Case Studies in Construction Materials (Dec 2023)
Reduce the cost and embodied carbon of ultrahigh performance concrete using waste clay
Abstract
Recent research has recognized limestone calcined clay cement (LC3) a promising sustainable cementitious material. While LC3 could be used in a wide range of applications, it is important to explore its feasibility in developing (ultra-)high performance concrete. In this paper we attempt to produce ultrahigh performance LC3 concrete (UHP-LC3). With 20%, 30%, and 40% OPC replaced by coal gangue waste calcined clay and limestone (LC2), the mechanical, hydration, and microstructural properties were extensively studied. The mechanical properties were investigated by compressive and flexural tensile tests. The hydration behavior of UHP-LC3 was evaluated by thermogravimetric analysis (TGA), quantitative X-ray powder diffraction (QXRD) analysis, 29Si nuclear magnetic resonance (NMR) spectroscopy, and scanning electron microscope (SEM). Finally, the microstructure of UHP-LC3 was studied by mercury intrusion porosimetry (MIP).

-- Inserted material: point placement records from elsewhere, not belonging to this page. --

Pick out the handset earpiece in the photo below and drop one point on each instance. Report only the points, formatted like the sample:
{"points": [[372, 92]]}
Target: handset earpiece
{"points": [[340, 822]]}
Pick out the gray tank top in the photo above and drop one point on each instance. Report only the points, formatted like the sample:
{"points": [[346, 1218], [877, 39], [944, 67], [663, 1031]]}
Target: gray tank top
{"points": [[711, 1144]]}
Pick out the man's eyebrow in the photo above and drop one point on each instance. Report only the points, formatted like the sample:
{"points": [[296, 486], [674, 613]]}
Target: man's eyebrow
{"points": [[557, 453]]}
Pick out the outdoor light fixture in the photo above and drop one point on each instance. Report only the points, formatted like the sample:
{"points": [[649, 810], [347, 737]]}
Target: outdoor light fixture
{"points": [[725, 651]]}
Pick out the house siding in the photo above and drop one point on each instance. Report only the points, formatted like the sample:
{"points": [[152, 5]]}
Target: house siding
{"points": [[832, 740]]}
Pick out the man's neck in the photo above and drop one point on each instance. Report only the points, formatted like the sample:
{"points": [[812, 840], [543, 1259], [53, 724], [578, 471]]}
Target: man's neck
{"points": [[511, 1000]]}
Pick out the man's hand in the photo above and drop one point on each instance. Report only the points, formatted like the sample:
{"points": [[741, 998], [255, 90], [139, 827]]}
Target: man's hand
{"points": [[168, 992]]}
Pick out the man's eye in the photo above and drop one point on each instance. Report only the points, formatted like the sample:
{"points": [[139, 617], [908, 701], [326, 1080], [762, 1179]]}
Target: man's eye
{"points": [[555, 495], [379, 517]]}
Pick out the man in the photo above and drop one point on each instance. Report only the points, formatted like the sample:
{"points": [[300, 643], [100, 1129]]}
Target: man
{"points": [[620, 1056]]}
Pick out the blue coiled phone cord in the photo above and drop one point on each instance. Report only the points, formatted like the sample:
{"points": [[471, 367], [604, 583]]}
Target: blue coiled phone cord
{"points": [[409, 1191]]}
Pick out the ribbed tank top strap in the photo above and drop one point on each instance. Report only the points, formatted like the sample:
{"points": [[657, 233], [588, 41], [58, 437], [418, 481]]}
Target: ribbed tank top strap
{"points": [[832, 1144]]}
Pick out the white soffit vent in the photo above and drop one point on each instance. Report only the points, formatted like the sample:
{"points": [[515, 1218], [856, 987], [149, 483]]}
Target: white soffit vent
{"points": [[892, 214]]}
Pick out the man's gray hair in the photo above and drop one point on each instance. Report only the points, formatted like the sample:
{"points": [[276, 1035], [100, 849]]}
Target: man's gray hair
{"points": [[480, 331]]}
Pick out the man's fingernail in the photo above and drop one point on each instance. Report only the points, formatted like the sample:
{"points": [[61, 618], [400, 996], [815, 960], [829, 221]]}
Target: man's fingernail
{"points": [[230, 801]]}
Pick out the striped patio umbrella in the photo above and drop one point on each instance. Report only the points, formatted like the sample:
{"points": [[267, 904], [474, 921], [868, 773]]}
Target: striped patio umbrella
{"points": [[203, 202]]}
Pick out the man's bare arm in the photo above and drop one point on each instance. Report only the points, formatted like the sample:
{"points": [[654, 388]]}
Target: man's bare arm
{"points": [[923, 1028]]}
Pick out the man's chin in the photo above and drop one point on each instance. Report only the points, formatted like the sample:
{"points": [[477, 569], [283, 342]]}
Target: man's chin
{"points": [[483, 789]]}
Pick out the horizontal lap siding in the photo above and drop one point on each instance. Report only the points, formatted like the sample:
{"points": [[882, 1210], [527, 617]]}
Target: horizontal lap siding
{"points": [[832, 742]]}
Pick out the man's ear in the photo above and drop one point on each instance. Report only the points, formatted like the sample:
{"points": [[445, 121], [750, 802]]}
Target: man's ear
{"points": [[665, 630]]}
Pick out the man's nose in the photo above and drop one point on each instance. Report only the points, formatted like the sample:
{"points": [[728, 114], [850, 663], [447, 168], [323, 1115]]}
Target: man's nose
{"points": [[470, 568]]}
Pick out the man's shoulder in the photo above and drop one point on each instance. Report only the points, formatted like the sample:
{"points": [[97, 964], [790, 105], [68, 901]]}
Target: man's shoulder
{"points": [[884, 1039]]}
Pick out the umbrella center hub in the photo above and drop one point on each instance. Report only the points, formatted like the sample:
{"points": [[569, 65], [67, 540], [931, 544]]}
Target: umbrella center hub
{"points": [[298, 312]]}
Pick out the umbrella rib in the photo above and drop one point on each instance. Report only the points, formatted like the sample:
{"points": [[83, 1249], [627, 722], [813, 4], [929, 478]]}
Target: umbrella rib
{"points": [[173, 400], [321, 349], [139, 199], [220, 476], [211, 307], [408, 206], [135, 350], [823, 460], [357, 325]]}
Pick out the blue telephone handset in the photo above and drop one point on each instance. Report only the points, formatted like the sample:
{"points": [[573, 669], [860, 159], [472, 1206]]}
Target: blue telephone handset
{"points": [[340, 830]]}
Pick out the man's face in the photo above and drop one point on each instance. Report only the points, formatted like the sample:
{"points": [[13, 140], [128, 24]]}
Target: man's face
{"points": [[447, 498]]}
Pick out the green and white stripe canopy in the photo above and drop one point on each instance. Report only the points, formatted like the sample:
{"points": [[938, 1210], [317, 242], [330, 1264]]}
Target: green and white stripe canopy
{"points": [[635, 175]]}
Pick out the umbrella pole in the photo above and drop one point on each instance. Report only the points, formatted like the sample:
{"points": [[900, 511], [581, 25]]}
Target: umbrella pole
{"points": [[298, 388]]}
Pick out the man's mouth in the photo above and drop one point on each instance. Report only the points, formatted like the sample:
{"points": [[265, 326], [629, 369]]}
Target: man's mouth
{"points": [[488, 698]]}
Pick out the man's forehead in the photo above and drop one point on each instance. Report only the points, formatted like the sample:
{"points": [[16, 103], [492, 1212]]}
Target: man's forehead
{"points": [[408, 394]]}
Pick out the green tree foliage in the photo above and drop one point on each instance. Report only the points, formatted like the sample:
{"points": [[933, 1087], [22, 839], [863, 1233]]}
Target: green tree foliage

Results show that the substitution of LC2 improve the early strength by quickly pozzolanic reaction to form denser hydration products as well as the synergistic interaction between silica fume and limestone/calcined clay in the system. However, the long-term strength would drop as LC3 caused insufficient hydration reaction due to the high water-demand of calcined clay that reduced the amount of free water. Also, there are abundant unreacted calcined clay particles in the hydrated system. Meanwhile, LC3 substitution of OPC seems to improve the polymerization of C-A-S-H gel and densify the pore structure, thus display excellent carbonation resistance. This paper explores new options to prepare more sustainable and cost-effective UHPC.